In a 1985 essay for Esquire, Tom Wolfe identified the forty-two “Good Buildings” in New York—pre-war apartment buildings known more for their residents’ “decorous demeanor, dignified behavior, business and social connections, and sheer wealth” than for any architectural merit. The list includes twelve buildings by Rosario Candela (1890–1953), a name that to this day represents the apogee of architectural prestige in New York.
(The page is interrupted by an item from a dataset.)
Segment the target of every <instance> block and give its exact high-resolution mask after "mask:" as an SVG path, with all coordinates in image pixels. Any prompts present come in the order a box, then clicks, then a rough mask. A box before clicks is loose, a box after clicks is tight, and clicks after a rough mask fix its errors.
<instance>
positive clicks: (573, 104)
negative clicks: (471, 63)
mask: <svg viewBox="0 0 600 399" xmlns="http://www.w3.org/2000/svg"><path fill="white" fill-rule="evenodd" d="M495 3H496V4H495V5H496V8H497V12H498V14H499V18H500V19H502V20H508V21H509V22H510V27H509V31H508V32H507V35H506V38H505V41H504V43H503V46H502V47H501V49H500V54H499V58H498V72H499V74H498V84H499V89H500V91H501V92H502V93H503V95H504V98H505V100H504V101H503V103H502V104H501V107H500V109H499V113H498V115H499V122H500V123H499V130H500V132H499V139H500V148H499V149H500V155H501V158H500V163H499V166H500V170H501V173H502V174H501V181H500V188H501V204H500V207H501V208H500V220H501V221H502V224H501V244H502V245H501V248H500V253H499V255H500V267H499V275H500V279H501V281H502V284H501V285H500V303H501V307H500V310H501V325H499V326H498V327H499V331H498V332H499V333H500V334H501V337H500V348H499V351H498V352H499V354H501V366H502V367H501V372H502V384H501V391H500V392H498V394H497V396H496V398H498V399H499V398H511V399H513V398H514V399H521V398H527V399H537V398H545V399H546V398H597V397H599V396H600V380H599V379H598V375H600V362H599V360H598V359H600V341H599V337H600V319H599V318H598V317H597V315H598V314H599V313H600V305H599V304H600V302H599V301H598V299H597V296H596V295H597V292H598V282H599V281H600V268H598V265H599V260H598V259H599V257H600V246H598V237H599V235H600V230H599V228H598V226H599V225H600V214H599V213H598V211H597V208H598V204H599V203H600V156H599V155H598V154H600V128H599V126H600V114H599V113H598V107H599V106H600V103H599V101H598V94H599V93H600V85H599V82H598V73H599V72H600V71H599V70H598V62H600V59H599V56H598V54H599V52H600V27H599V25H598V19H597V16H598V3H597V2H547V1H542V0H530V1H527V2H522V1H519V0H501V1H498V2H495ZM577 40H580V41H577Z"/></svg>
The Candela name is a fixture of Upper East Side broker-babble (tellingly, none of Wolfe’s “Good Buildings” are found on Manhattan’s West Side), but the man himself remains nebulous. This paucity of biographical detail is not rectified by “Elegance in the Sky: The Architecture of Rosario Candela,” now on view at the Museum of the City of New York. But the show’s many other merits more than make up for that.
The son of a Sicilian plasterer, Candela must have benefitted from his father’s artisan knowledge. Most of the great American architects of Candela’s age were gentlemen, but in Europe there was a long tradition of architects descending directly from tradesmen. Robert Mylne was the son of a master mason and John Nash was born to a millwright. Candela arrived in America in 1909. Despite later claims that he had been educated at the Institute of Fine Arts in Palermo, immigration records show that he was a laborer. He enrolled in the Columbia University School of Architecture, proceeded into the office of a fellow Italian builder called Gaetano Allejo, and struck out on his own in 1920.
His first East Side commission came in 1922 with 1105 Park Avenue, a neo-Georgian tower with a chunkily rusticated limestone base (not reproduced in this exhibition). While competent, the structure lacks what might be termed the “Candela Look”—its red bricks, small windows, and stocky quoins give it solidity at the expense of sleekness.
This is gracious, thoughtful design that has the virtue of all good architecture: it looks a lot easier than it is.
But to focus on Candela’s exteriors is perhaps to overlook the architect’s primary talent in designing layouts. The show’s numerous reproductions of Candela floor plans offer a dual service—revealing the master’s hand and showing the scale on which New York’s most frightfully grand residents lived (and still do).
What’s apparent in the plan presented for a seven-bedroom duplex at 720 Park Avenue, built in 1928, is the clean logic Candela employed—no easy feat in apartments of this size. The elevator leads directly to the foyer, which serves as the point around which the rest of the apartment pivots. The servants’ hall leads to both the maids’ rooms and the kitchen, which itself attaches directly to the pantry and dining room. The dining room sits in the corner to maximize views and connects to the library, which circulates back to the foyer, leading on the other side to an oversized living room with eighteen feet of terrace frontage. This is gracious, thoughtful design that has the virtue of all good architecture: it looks a lot easier than it is.
The exhibition itself is highly attractive, designed ingeniously by Peter Pennoyer Architects to appear as a Candela room—luxuriously wallpapered and with a playful frieze. The curator Donald Albrecht is especially good at teasing out the collaboration between Candela and Dorothy Draper, the pioneering interior designer. It includes entertaining marketing materials that served to promote these speculative buildings as well as a short video exploring 960 Fifth Avenue, a 1927 collaboration between Candela and the renowned firm of Warren & Wetmore. The exhibition and video serve as a worthy introduction to the work of this remarkable designer.
Just as Candela was reaching the height of his productivity, the crash of 1929 caused his business to slow considerably—in 1929 he had twenty-six commissions on his rolls, while in 1930 he had two—though he continued to work until his death in the 1950s. During these lean years, Candela’s interests shifted to cryptography, and his skills proved useful to his adopted country during the Second World War, when he served in the oss. Cryptography might seem a strange pastime for an architect, but what are buildings except giant puzzles? Candela knew just how to situate a terrace, just where to position a corridor. Even before he turned formally to his new vocation, he was solving puzzles on Park Avenue.